In [1]:
from sklearnex import patch_sklearn
patch_sklearn()

Intel(R) Extension for Scikit-learn* enabled (https://github.com/intel/scikit-learn-intelex)


In [2]:
import os
import time
import glob
import json

import numpy as np
import pandas as pd
from matplotlib.figure import Figure
import matplotlib.pyplot as plt

from xgboost import XGBClassifier
from sklearn.svm import LinearSVC
from sklearn.tree import DecisionTreeClassifier
from sklearn.ensemble import HistGradientBoostingClassifier, RandomForestClassifier
from sklearn.neighbors import KNeighborsClassifier
from sklearn.linear_model import LogisticRegression
from sklearn.model_selection import StratifiedKFold
from sklearn.metrics import (
    accuracy_score,
    precision_score,
    recall_score,
    f1_score,
    matthews_corrcoef,
    roc_auc_score,
    ConfusionMatrixDisplay,
    RocCurveDisplay,
    PrecisionRecallDisplay,
)

In [3]:
def create_model(model_name: str):
    with open(f"../scripts/models/best_params_{model_name}.json", "r") as f:
        params = json.load(f)
        if model_name == "knn":
            return KNeighborsClassifier(**params)
        elif model_name == "logistic_regression":
            return LogisticRegression(**params)
        elif model_name == "decision_tree":
            return DecisionTreeClassifier(**params)
        elif model_name == "random_forest":
            return RandomForestClassifier(**params)
        elif model_name == "gradient_boosting":
            return HistGradientBoostingClassifier(**params)
        elif model_name == "xgboost":
            return XGBClassifier(**params)
        elif model_name == "svm":
            return LinearSVC(**params)
        
        raise ValueError("Unknown model!")

## Cross Val Training

In [4]:
def cross_val(model_name: str, X, y):
    cv = StratifiedKFold(n_splits=10, shuffle=True, random_state=42)
    scores = {
        "model_name": model_name,
        "accuracy": [],
        "precision": [],
        "recall": [],
        "f1": [],
        "mcc": [],
        "roc_auc": [],
        "train_time": [],
        "test_time": [],
    }

    for fold_i, (train_idx, test_idx) in enumerate(cv.split(X, y)):
        print(f">>> Training fold {fold_i + 1}")

        # split data
        X_train, X_test = (
            X.iloc[train_idx],
            X.iloc[test_idx],
        )
        y_train, y_test = (
            y.iloc[train_idx],
            y.iloc[test_idx],
        )

        # fit model
        clf = create_model(model_name)

        start_train = time.time()
        clf.fit(X_train, y_train)
        elapsed_train = time.time() - start_train

        # run prediction
        start_test = time.time()
        y_pred = clf.predict(X_test)
        elapsed_test = time.time() - start_test

        # log metrics
        scores["accuracy"].append(accuracy_score(y_test, y_pred))
        scores["precision"].append(precision_score(y_test, y_pred))
        scores["recall"].append(recall_score(y_test, y_pred))
        scores["f1"].append(f1_score(y_test, y_pred))
        scores["mcc"].append(matthews_corrcoef(y_test, y_pred))
        scores["roc_auc"].append(roc_auc_score(y_test, y_pred))
        scores["train_time"].append(elapsed_train)
        scores["test_time"].append(elapsed_test)

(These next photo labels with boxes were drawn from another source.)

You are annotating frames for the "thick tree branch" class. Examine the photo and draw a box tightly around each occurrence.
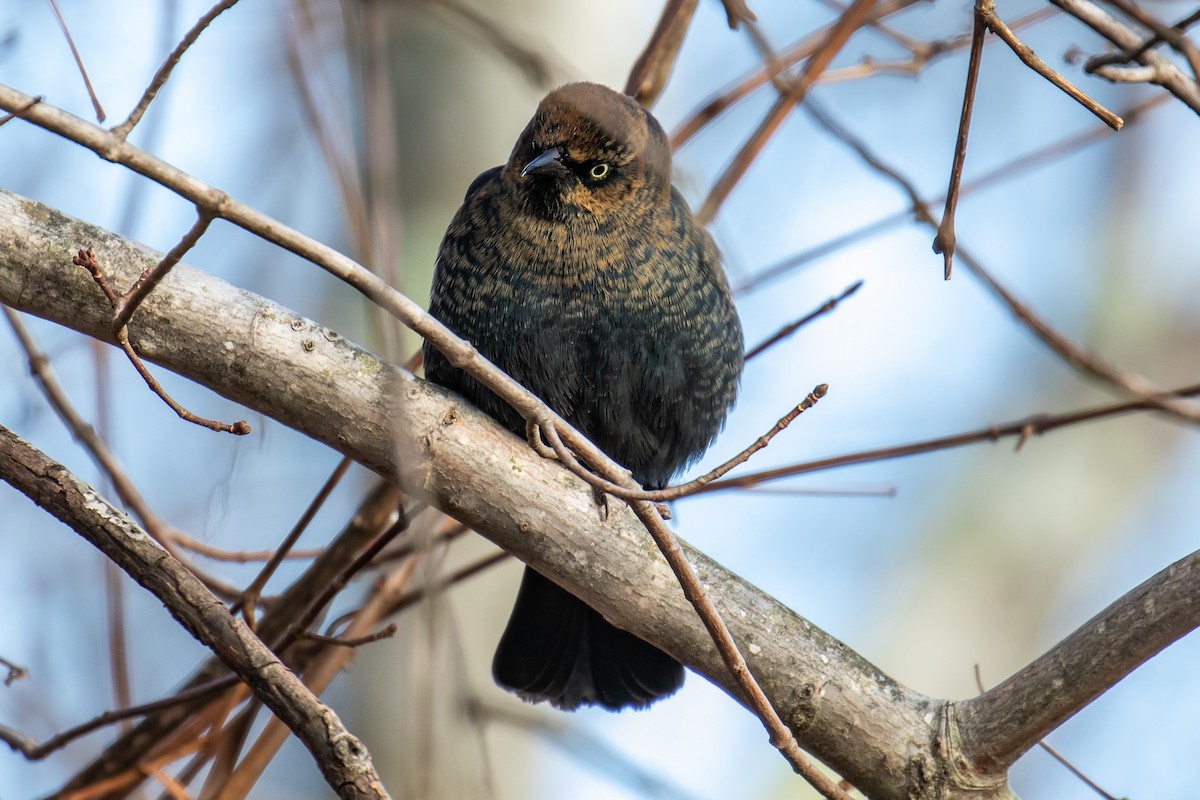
[953,551,1200,771]
[0,192,1200,800]
[0,192,945,799]
[0,426,388,800]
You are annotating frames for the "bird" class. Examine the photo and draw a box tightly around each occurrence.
[424,83,743,711]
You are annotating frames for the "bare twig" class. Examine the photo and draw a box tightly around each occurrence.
[0,675,239,762]
[535,384,829,503]
[112,0,238,140]
[1104,0,1200,80]
[976,0,1124,131]
[696,0,876,224]
[230,456,352,631]
[695,384,1200,494]
[2,306,241,597]
[926,7,986,281]
[974,664,1121,800]
[733,95,1169,295]
[47,0,104,122]
[745,281,863,361]
[71,245,251,435]
[0,427,388,800]
[625,0,700,108]
[671,0,919,150]
[0,656,29,686]
[1050,0,1200,114]
[113,209,215,333]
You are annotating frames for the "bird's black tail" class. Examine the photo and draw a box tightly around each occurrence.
[492,567,683,711]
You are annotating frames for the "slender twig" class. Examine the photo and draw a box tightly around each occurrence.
[625,0,700,108]
[534,384,829,503]
[733,95,1169,295]
[172,530,325,564]
[230,456,352,631]
[0,656,29,686]
[2,306,241,597]
[300,623,398,649]
[671,0,920,150]
[1050,0,1200,114]
[71,245,251,435]
[696,0,876,224]
[374,551,512,616]
[112,0,238,140]
[745,281,863,361]
[213,559,416,800]
[1104,0,1200,80]
[801,101,1200,422]
[0,674,239,762]
[47,0,104,122]
[694,376,1200,494]
[948,551,1200,771]
[420,0,556,89]
[926,7,986,281]
[117,209,215,333]
[976,0,1124,131]
[0,95,42,125]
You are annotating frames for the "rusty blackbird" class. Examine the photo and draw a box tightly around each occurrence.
[425,83,743,710]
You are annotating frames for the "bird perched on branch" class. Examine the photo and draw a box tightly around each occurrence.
[425,83,743,710]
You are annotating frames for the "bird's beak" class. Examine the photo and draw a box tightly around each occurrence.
[521,148,570,178]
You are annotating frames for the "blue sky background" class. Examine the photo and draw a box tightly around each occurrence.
[0,0,1200,800]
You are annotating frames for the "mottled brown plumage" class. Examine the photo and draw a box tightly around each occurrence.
[425,83,742,709]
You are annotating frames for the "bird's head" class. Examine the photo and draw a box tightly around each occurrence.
[504,83,671,218]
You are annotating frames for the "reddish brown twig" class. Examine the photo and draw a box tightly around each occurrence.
[926,5,986,281]
[974,664,1123,800]
[1086,0,1200,80]
[230,456,352,631]
[976,0,1124,131]
[112,0,238,139]
[721,0,758,30]
[535,384,829,503]
[625,0,700,108]
[0,675,239,762]
[49,0,104,122]
[696,0,876,224]
[694,384,1200,494]
[300,622,400,650]
[733,95,1169,296]
[745,281,863,361]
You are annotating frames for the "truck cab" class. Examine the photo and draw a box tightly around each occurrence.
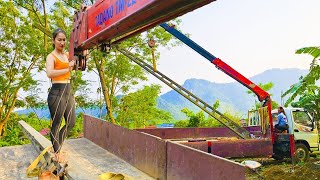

        # plot confusion matrix
        fig = Figure()
        ax = fig.subplots()
        ConfusionMatrixDisplay.from_predictions(y_test, y_pred, ax=ax)
        fig.savefig(f"./plots/{model_name}-cm-{fold_i + 1}.png")

        # plot ROC
        fig = Figure()
        ax = fig.subplots()
        RocCurveDisplay.from_predictions(y_test, y_pred, ax=ax)
        fig.savefig(f"./plots/{model_name}-roc-{fold_i + 1}.png")

        # plot precision-recall
        fig = Figure()
        ax = fig.subplots()
        PrecisionRecallDisplay.from_predictions(y_test, y_pred, ax=ax)
        fig.savefig(f"./plots/{model_name}-prc-{fold_i + 1}.png")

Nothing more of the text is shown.